Here’s a SMART formula to get you started. The best goals are Specific, Measurable, Achievable, Realistic, and Time-Limited. (You’ll notice that the criteria never mentions your paycheck or asks how much is in your savings account.)
As you make your plans, remember the words of German statesman and writer Johann Wolfgang von Goethe, “Dream no small dreams for they have no power to move the hearts of men.”
Here’s how to use SMART goals to set (and reach) financial goals:
- Specific goals detail exactly what you want to accomplish. The key here is to answer why this is a goal. Many people want to retire early. But not all of them can tell you what they’ll do with all that free time. If you can’t find the connection between your goals and what you want from life, then it’s time to change your goals. Maybe owning your own business is more appealing than retirement.
- If you can’t measure your progress, you’ll never know when you succeed. Talk to a good financial planner and figure out exactly how much money you’ll need to retire at age 62 (or younger.) Remember to tell your adviser why you want to retire early. If you hope to travel, you’ll need more money than someone who longs to spend hours on stage at the local community theatre.
- Achievable goals are simply those that are attainable. If you’re earning $20 an hour, you can’t achieve the goal of putting away an extra $100,000 a year, no matter how much you want to retire early or buy a building to house your business. That doesn’t mean you can’t still realize your dreams. Instead, it means you need to find a way to make more money. Can you go back to school and get a certification to land a better-paying job? Could you buy a rental property and collect from tenants every month? There are many ways to put more money into your bank accounts. A good financial planner can help you determine what’s achievable now and help you set new goals for achieving more later.

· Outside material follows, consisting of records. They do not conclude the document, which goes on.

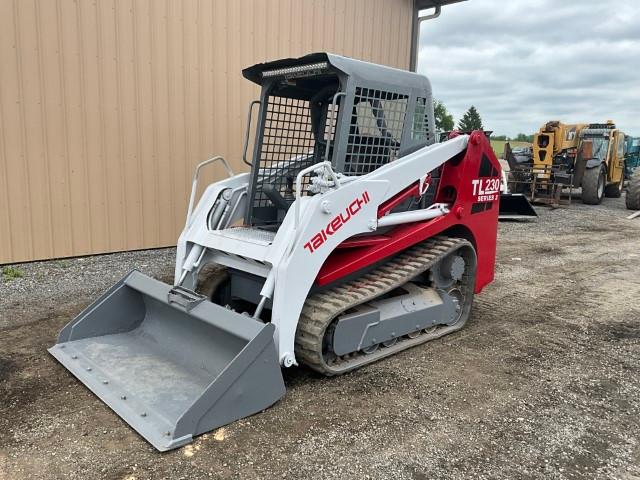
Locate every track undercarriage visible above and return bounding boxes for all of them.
[202,236,476,376]
[297,236,476,375]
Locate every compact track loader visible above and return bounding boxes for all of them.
[50,53,500,451]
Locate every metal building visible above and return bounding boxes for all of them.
[0,0,448,264]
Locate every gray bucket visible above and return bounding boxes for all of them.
[49,271,285,451]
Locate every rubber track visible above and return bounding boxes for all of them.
[295,236,474,376]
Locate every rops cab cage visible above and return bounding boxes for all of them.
[241,52,436,226]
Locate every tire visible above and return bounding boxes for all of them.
[195,264,229,299]
[626,169,640,210]
[582,165,606,205]
[604,167,624,198]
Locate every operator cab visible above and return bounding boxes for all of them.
[241,52,436,227]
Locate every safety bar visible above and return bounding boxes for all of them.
[324,92,345,164]
[185,156,234,229]
[221,187,248,229]
[243,100,261,167]
[294,161,340,230]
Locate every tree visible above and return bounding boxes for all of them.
[433,99,454,132]
[491,134,508,141]
[514,133,533,143]
[457,105,483,132]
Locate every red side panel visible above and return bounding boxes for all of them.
[317,131,500,293]
[336,234,392,249]
[377,181,422,217]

- Realistic sounds an awful lot like achievable, but it’s slightly different. If you’ve got three kids, is it realistic to move into a one-bedroom apartment to save money? Probably not. Realistic also goes to relevance. If your goal is to convince your boss to give you a raise, you’re going to need to explain what makes you valuable in a way that is relevant. For example, offering to take on more work to help your boss meet a goal demonstrates the value you bring to the company.
- Time-limited goals are exactly what they sound like. When are you going to do this? If you’ve set a long-term goal, such as early retirement, make sure you set milestones along the way so you can see progress. How much will you have saved in a year? How many rental properties will you own to generate how much income each month?

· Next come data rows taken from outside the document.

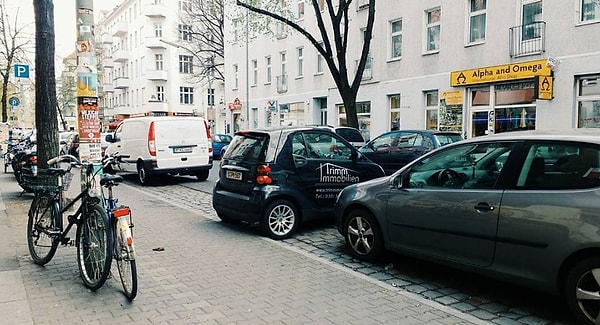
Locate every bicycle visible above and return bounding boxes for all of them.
[101,154,137,300]
[26,154,136,296]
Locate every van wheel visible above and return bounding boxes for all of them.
[137,162,153,185]
[261,200,299,240]
[196,170,209,181]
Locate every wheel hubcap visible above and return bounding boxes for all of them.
[347,216,374,256]
[268,205,294,236]
[576,268,600,322]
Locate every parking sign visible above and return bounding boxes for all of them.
[14,64,29,78]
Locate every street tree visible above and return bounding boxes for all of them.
[234,0,375,129]
[0,0,32,123]
[178,0,224,85]
[34,0,59,169]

Big dreams are never a mistake. The only mistake is downsizing your dreams to fit your paycheck. Instead, set goals and build your wealth to make your dreams real. Think about the wealthy people in the world. David Thomson for example, the chairman of Thomson Reuters, was worth $39 billion in 2019. Thomson spends his time learning about business and finances. That’s why his wealth grows. If you adopt a similar philosophy of constantly learning, you’ll see your wealth grow while realizing your dreams.